Yesterday I planted a big sagebrush shrub (Artemisia tridentata) from a local nursery next to my glass prayer flag sculpture. Despite its common name, the shrub isn’t big, and they* looked a bit lonely, so this morning on my dawn walk, I collected some seed from the abundant native wildflower Palmer penstemon (Penstemon palmeri), also called wild snapdragon, and sprinkled the seeds around the big sagebrush.
*I’ve started using “they/them” pronouns for other species, instead of the objective “it.” Objectifying other beings denies their lives and personhood, and “she/he” doesn’t always fit, especially with plants, so I’m taking a leaf (pun intended!) from gender activists and using “they/them.” The big sagebrush shrub I planted is not a static “thing”–they are alive, breathing out the oxygen I breathe in, communicating, growing, adapting to their environment. By using “they/them,” I am honoring their presence and their life.
Tomorrow, I’ll go back to the nursery and buy another big sagebrush shrub to plant with the first. Eventually, I will surround them with the native wildflowers and grasses they have been in relationship with for thousands of years, their home community.
Big sagebrush is my totem plant, my closest “family” in the world of green and photosynthesizing beings. I first recognized these shrubs with the gray-green, three-tipped leaves (hence “tridentata” in the language of science) as kin when I was a child, on a June day as my family drove across southern Wyoming, headed for Yellowstone National Park.
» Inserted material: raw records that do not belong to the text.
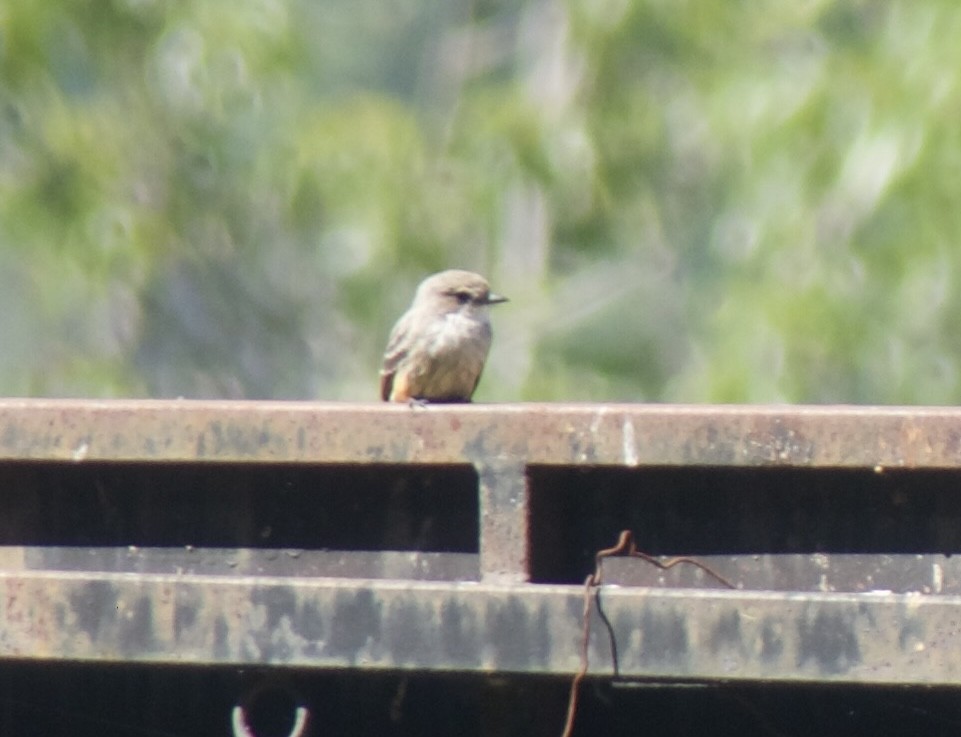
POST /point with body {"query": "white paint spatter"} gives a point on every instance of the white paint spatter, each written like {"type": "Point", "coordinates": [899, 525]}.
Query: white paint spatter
{"type": "Point", "coordinates": [629, 441]}
{"type": "Point", "coordinates": [937, 578]}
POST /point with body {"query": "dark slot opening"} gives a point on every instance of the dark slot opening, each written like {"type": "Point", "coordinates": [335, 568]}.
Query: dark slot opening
{"type": "Point", "coordinates": [402, 508]}
{"type": "Point", "coordinates": [732, 511]}
{"type": "Point", "coordinates": [95, 700]}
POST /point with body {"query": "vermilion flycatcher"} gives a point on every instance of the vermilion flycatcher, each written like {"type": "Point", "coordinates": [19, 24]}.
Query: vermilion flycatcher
{"type": "Point", "coordinates": [437, 349]}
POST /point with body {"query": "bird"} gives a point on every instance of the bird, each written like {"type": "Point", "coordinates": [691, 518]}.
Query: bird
{"type": "Point", "coordinates": [438, 348]}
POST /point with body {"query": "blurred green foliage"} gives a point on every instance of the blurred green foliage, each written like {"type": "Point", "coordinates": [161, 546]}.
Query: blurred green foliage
{"type": "Point", "coordinates": [712, 201]}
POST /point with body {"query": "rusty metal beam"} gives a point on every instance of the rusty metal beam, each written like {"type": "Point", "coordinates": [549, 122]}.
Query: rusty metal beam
{"type": "Point", "coordinates": [614, 435]}
{"type": "Point", "coordinates": [346, 623]}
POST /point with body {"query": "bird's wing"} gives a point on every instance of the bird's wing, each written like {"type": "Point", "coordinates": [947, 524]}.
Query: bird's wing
{"type": "Point", "coordinates": [396, 351]}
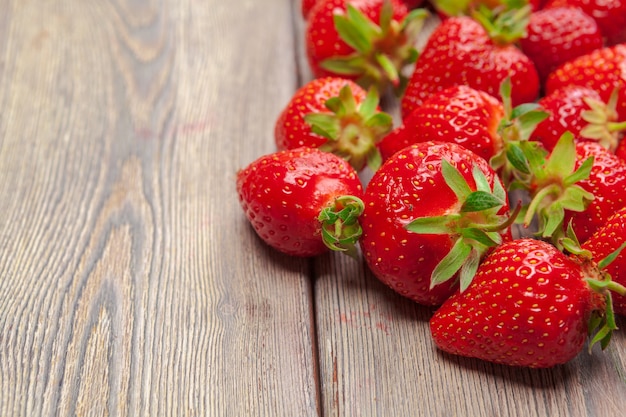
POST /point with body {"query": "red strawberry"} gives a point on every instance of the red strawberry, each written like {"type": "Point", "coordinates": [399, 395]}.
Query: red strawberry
{"type": "Point", "coordinates": [620, 152]}
{"type": "Point", "coordinates": [335, 115]}
{"type": "Point", "coordinates": [528, 305]}
{"type": "Point", "coordinates": [458, 114]}
{"type": "Point", "coordinates": [581, 111]}
{"type": "Point", "coordinates": [302, 201]}
{"type": "Point", "coordinates": [601, 70]}
{"type": "Point", "coordinates": [609, 14]}
{"type": "Point", "coordinates": [423, 222]}
{"type": "Point", "coordinates": [576, 184]}
{"type": "Point", "coordinates": [606, 182]}
{"type": "Point", "coordinates": [606, 240]}
{"type": "Point", "coordinates": [461, 52]}
{"type": "Point", "coordinates": [369, 41]}
{"type": "Point", "coordinates": [557, 35]}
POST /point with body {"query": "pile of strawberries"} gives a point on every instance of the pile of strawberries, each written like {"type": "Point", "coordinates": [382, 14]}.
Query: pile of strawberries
{"type": "Point", "coordinates": [512, 120]}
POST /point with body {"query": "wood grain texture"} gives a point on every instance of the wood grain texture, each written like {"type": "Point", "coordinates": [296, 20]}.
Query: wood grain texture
{"type": "Point", "coordinates": [130, 282]}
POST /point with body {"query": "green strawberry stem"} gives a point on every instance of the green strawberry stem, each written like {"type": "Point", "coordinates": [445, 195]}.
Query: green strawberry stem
{"type": "Point", "coordinates": [505, 24]}
{"type": "Point", "coordinates": [514, 161]}
{"type": "Point", "coordinates": [352, 130]}
{"type": "Point", "coordinates": [340, 227]}
{"type": "Point", "coordinates": [475, 227]}
{"type": "Point", "coordinates": [603, 125]}
{"type": "Point", "coordinates": [602, 322]}
{"type": "Point", "coordinates": [554, 189]}
{"type": "Point", "coordinates": [382, 50]}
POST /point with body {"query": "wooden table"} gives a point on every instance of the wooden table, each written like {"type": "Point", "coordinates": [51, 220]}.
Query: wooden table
{"type": "Point", "coordinates": [130, 282]}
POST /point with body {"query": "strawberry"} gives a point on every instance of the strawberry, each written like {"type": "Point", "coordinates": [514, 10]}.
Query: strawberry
{"type": "Point", "coordinates": [413, 4]}
{"type": "Point", "coordinates": [432, 211]}
{"type": "Point", "coordinates": [302, 201]}
{"type": "Point", "coordinates": [458, 114]}
{"type": "Point", "coordinates": [620, 152]}
{"type": "Point", "coordinates": [606, 181]}
{"type": "Point", "coordinates": [575, 185]}
{"type": "Point", "coordinates": [557, 35]}
{"type": "Point", "coordinates": [601, 70]}
{"type": "Point", "coordinates": [529, 305]}
{"type": "Point", "coordinates": [335, 115]}
{"type": "Point", "coordinates": [605, 241]}
{"type": "Point", "coordinates": [581, 111]}
{"type": "Point", "coordinates": [306, 6]}
{"type": "Point", "coordinates": [460, 51]}
{"type": "Point", "coordinates": [609, 14]}
{"type": "Point", "coordinates": [370, 41]}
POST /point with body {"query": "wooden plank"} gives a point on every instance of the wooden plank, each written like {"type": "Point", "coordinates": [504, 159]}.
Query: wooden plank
{"type": "Point", "coordinates": [376, 358]}
{"type": "Point", "coordinates": [130, 283]}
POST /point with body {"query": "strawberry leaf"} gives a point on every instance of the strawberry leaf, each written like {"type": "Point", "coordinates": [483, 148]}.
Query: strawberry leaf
{"type": "Point", "coordinates": [517, 158]}
{"type": "Point", "coordinates": [434, 225]}
{"type": "Point", "coordinates": [582, 173]}
{"type": "Point", "coordinates": [479, 201]}
{"type": "Point", "coordinates": [451, 263]}
{"type": "Point", "coordinates": [562, 159]}
{"type": "Point", "coordinates": [386, 16]}
{"type": "Point", "coordinates": [355, 29]}
{"type": "Point", "coordinates": [374, 159]}
{"type": "Point", "coordinates": [389, 68]}
{"type": "Point", "coordinates": [486, 239]}
{"type": "Point", "coordinates": [348, 65]}
{"type": "Point", "coordinates": [455, 180]}
{"type": "Point", "coordinates": [340, 227]}
{"type": "Point", "coordinates": [607, 260]}
{"type": "Point", "coordinates": [482, 183]}
{"type": "Point", "coordinates": [369, 106]}
{"type": "Point", "coordinates": [325, 125]}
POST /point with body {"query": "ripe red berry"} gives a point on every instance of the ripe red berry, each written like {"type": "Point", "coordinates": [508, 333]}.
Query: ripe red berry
{"type": "Point", "coordinates": [420, 212]}
{"type": "Point", "coordinates": [528, 305]}
{"type": "Point", "coordinates": [302, 201]}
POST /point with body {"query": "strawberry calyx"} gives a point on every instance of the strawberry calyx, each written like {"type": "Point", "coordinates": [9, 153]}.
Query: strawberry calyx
{"type": "Point", "coordinates": [554, 189]}
{"type": "Point", "coordinates": [352, 130]}
{"type": "Point", "coordinates": [382, 49]}
{"type": "Point", "coordinates": [505, 24]}
{"type": "Point", "coordinates": [603, 126]}
{"type": "Point", "coordinates": [602, 321]}
{"type": "Point", "coordinates": [340, 226]}
{"type": "Point", "coordinates": [515, 129]}
{"type": "Point", "coordinates": [475, 227]}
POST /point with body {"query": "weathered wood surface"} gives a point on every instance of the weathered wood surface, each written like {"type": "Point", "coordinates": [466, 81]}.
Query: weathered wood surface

It had rained the night before, and the glass vanes of the jalousie windows in our homemade camper-van were wide open, allowing the morning air to pour in, cool and redolent with a distinctive combination of camphor and sweet orange–the airborne fragrance of big sagebrush. I looked up from the mystery novel I was reading, took a deep breath of the sagebrush-scented air, and said to myself, “Home.” Then I went back to reading.
That fragrance has said “home” to me ever since. For the past decade since my husband, Richard Cabe, died of brain cancer, I have wandered the skirt of the Rocky Mountains where big sagebrush grows, searching for who I am in this phase of my life and where I belong. In every place I have landed, I have sought out big sagebrush nearby to visit.
In some of those places–in particular, Cody in northwest Wyoming, where I have lived twice in the past decade and re-storyed two different houses–a sea of big sagebrush surrounds the town, its fragrance part of the air after spring and summer rains. In others, big sagebrush had been mostly plowed up for orchards and farms, or was only an occasional presence.

Sometimes I planted a few shrubs near my house to bring the plant home; sometimes I simply visited big sagebrush nearby. But always, I settled only where big sagebrush was a part of the landscape.
Now I live in a piñon pine-juniper woodland outside Santa Fe, New Mexico. Big sagebrush was once scattered along the edges of the arroyo near my condo, mixed with rubber rabbitbrush–chamisa in local parlance–and spiny-stemmed saltbush. But 20 years of drought killed the big sagebrush around this arroyo.
So when the maintenance guys for my condo took out a dying pine tree planted in a too-small space between my garage and a retaining wall for the slope above, I saw my opportunity to return big sagebrush. And in the doing, to root myself here in this chosen home. So I asked the guys if I could plant some sagebrush where the tree had been removed, got their blessing, and headed to the nursery.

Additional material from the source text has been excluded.